I know I keep referring to this phrase, but I have to say it again: "Out with the old, in with the new." I am finding that I don't agree with this. A part of me desperately wants to be able to just throw away any and all painful or embarrassing memories- and yet, we need these. They help shape who we are, provide learning opportunities about ourselves and others, and sometimes give a new perspective (<- this may not be the right word- I'm also very tired) on things. For example, my first college experience. When I left Peabody, I was miserable! It was a struggle to get out of bed in the morning in order to go to class. From there I bounced around, with less than satisfactory college experiences, until I came to Shenandoah. I can only describe coming to Shenandoah as coming home; for the first time, out of all the schools I had "tried on," I felt like I belonged. Would it really have been so special, would I really have been so in tune to that feeling, if I hadn't first experienced all those negative feelings at other schools? I don't think so. And I don't regret attending all those schools- looking back I can clearly see a journey in my leading up to my call today.

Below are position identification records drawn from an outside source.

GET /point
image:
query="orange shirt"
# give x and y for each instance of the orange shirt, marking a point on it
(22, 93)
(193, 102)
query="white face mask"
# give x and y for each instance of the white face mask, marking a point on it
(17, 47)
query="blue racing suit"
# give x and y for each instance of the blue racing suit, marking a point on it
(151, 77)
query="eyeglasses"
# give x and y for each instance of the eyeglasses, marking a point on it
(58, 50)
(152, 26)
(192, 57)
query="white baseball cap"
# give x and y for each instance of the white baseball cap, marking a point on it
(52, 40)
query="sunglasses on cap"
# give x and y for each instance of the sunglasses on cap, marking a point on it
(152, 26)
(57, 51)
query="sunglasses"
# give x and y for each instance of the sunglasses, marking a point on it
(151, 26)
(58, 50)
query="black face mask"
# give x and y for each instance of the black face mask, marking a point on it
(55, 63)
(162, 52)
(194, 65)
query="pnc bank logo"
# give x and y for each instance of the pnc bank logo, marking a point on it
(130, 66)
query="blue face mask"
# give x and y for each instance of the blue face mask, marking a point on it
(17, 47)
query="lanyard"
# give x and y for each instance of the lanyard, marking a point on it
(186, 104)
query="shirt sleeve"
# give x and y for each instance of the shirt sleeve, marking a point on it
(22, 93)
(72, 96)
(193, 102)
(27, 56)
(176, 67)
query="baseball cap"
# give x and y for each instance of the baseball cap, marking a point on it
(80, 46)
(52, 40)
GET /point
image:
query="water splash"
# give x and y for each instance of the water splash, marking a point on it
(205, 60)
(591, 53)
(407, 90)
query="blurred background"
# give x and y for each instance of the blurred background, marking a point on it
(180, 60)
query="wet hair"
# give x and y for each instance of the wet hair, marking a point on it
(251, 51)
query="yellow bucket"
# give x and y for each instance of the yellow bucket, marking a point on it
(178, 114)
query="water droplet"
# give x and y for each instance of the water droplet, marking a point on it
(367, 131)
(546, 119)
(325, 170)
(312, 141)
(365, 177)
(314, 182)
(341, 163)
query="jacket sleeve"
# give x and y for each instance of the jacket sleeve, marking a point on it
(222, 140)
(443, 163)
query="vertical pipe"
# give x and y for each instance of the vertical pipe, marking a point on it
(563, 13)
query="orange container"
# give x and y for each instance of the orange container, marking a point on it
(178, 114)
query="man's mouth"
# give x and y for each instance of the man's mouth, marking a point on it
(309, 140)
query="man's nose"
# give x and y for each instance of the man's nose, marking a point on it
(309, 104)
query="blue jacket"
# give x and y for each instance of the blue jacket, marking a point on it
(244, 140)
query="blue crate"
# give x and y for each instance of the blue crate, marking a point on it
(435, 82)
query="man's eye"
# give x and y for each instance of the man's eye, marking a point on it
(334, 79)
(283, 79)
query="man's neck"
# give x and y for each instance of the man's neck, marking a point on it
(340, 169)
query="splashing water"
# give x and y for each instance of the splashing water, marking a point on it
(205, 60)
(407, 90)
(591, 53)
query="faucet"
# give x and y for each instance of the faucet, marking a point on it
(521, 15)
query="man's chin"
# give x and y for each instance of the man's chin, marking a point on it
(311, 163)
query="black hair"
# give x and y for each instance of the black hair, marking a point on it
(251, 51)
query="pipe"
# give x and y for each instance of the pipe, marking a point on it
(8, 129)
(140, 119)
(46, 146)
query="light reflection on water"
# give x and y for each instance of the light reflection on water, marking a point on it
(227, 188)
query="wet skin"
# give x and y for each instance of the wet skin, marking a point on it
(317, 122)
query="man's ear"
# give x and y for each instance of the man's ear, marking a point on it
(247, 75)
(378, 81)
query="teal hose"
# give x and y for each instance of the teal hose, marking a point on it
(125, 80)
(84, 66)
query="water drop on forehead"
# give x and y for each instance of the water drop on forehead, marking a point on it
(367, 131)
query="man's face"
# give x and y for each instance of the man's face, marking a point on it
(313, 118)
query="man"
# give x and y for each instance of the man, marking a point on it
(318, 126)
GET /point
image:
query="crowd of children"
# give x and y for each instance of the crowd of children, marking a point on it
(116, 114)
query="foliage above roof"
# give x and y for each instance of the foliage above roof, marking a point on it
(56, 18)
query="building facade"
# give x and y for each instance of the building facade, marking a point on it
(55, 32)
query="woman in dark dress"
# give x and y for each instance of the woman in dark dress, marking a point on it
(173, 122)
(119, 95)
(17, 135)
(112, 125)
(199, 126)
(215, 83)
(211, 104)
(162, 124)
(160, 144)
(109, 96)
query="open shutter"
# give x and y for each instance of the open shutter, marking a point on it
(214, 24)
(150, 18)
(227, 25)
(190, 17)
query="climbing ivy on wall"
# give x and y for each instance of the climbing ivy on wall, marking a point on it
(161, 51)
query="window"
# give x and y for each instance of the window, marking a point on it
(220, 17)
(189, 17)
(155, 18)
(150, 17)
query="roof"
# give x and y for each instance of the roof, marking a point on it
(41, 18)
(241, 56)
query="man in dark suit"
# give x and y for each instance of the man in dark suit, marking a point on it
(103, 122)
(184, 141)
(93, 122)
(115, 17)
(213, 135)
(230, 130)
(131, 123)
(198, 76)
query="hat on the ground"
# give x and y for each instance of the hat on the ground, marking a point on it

I think this applies to all parts of our lives. Take our "love" lives. It's cliche, but is true; there is something to be learned from every relationship. All too often, it seems lessons learned come from the school of hard knocks, learned the hard way. Sometimes it isn't until after we have healed that we can step back, and look back, to see what we can take from that experience. But sometimes, even after we think we've healed, those old hurts will come out of nowhere to bite you in the butt. Even without that, sometimes in looking back we are able to see recurring themes. Maybe it's how we do (or don't) communicate, or how we react to a specific thing no matter the person we're with. Maybe it's not a thing, per say, but an actual person, that keeps popping in and out of your life.
This may just be rambling, but my point, in all of this, is that it's important to remember. All too often people tell you to forget- but I don't want to. I don't want to forget the lessons I've learned, or the people that have touched my life, or the things, both good AND bad, that have shaped me into the person that I am today.
I look forward to 2009- I think, and pray, that it brings a lot of positive change for me.

And that's all I have to say about that.